We’ve turned sex into such a big deal

changes sexuality

When I was 13, I knew what I wanted to be: a sexologist. I wasn’t very sexually active back then, but my never-ending curiosity had nonetheless been triggered. And, to this day, that curiosity still hasn’t been satisfied. It’s an ever-changing subject, constantly moving and developing. Sex is something huge and powerful, yet at the same time it’s only a small part of what defines a relationship between two people. And this is where people get caught up in expectations and beliefs about what sex should actually be like.

About 15% of a couple’s relationship revolves around sexuality. Just 15%. The other 85% concerns other things: shared responsibilities with regards to the home, children, finances, social networks, building a future together, intimacy and doing fun stuff together. Only 15% is about sharing sexuality. And yet, sex – or the absence of sex – is one of the biggest reasons why people end a relationship.

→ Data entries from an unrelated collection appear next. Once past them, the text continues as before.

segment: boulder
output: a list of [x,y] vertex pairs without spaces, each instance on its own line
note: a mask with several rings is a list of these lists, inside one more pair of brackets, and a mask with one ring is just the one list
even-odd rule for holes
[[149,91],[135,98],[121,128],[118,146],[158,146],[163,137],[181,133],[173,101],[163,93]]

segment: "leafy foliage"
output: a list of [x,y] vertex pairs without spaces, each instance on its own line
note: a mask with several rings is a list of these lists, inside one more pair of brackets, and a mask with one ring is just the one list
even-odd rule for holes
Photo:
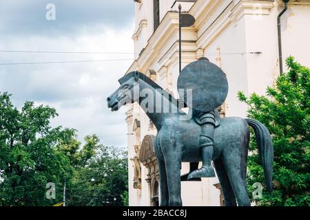
[[[309,206],[310,70],[291,56],[287,65],[289,72],[277,78],[274,88],[267,88],[267,96],[253,94],[247,98],[239,92],[238,98],[249,106],[248,116],[265,124],[273,138],[273,191],[264,191],[262,199],[256,201],[270,206]],[[247,177],[251,186],[265,182],[256,144],[252,133]]]
[[[112,195],[118,195],[113,204],[123,205],[125,153],[103,146],[95,135],[82,146],[76,130],[50,126],[57,116],[33,102],[19,111],[10,95],[0,93],[0,206],[54,205],[63,200],[65,182],[68,205],[106,205]],[[56,184],[56,199],[46,199],[48,182]]]

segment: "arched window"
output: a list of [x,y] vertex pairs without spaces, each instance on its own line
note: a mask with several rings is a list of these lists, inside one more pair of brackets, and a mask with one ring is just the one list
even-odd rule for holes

We have turned sex into such a big deal. Too much of a big deal, if you ask me. Yes, sex can be wonderful. It can create incredibly strong connections and take intimacy to a whole new level. But sex is still just sex. I hear many people say that sex makes the difference between a romantic relationship and friendship, but I don’t always find that to be the case. It is the intimacy that you share with your loved one that binds you together. And that intimacy can be found in sex, but also in so much more than just that. You can’t be intimate with everyone. You don’t get into deep conversations with everyone or feel comfortable resting your head on everyone’s shoulder. On the other hand, you can have sex with many different partners, or, at a minimum, a lot of people are better able to have sex with multiple partners than they are able to share their intimacy with others.

But we have made sex so incredibly important and made it a defining aspect of our relationships. If you enjoy sex and are comfortable with it, and if it provides pleasure and a sense of connection, then that’s absolutely fine. As far as I’m concerned, you’re always free to choose how you define your relationship. But we are making sex too important because of the beliefs we have surrounding it, including  societal expectations and standards that control our way of thinking. You may experience times in your life when sex is not such a big priority, or that you just don’t feel like it as much. Inevitably, you and your partner will regularly find yourselves at different wavelengths in terms of sexual needs. And sometimes you may be more aroused by people other than your partner or feel the need to have more sex with yourself than with your partner. That’s all fine. If you feel that way, or you sometimes don’t feel anything at all, that doesn’t have to mean anything for your relationship. Your relationship revolves around so much more than just sex. And sex may be an insurmountable issue in some relationships, but let’s not make too much of a deal out of sex in all those other situations.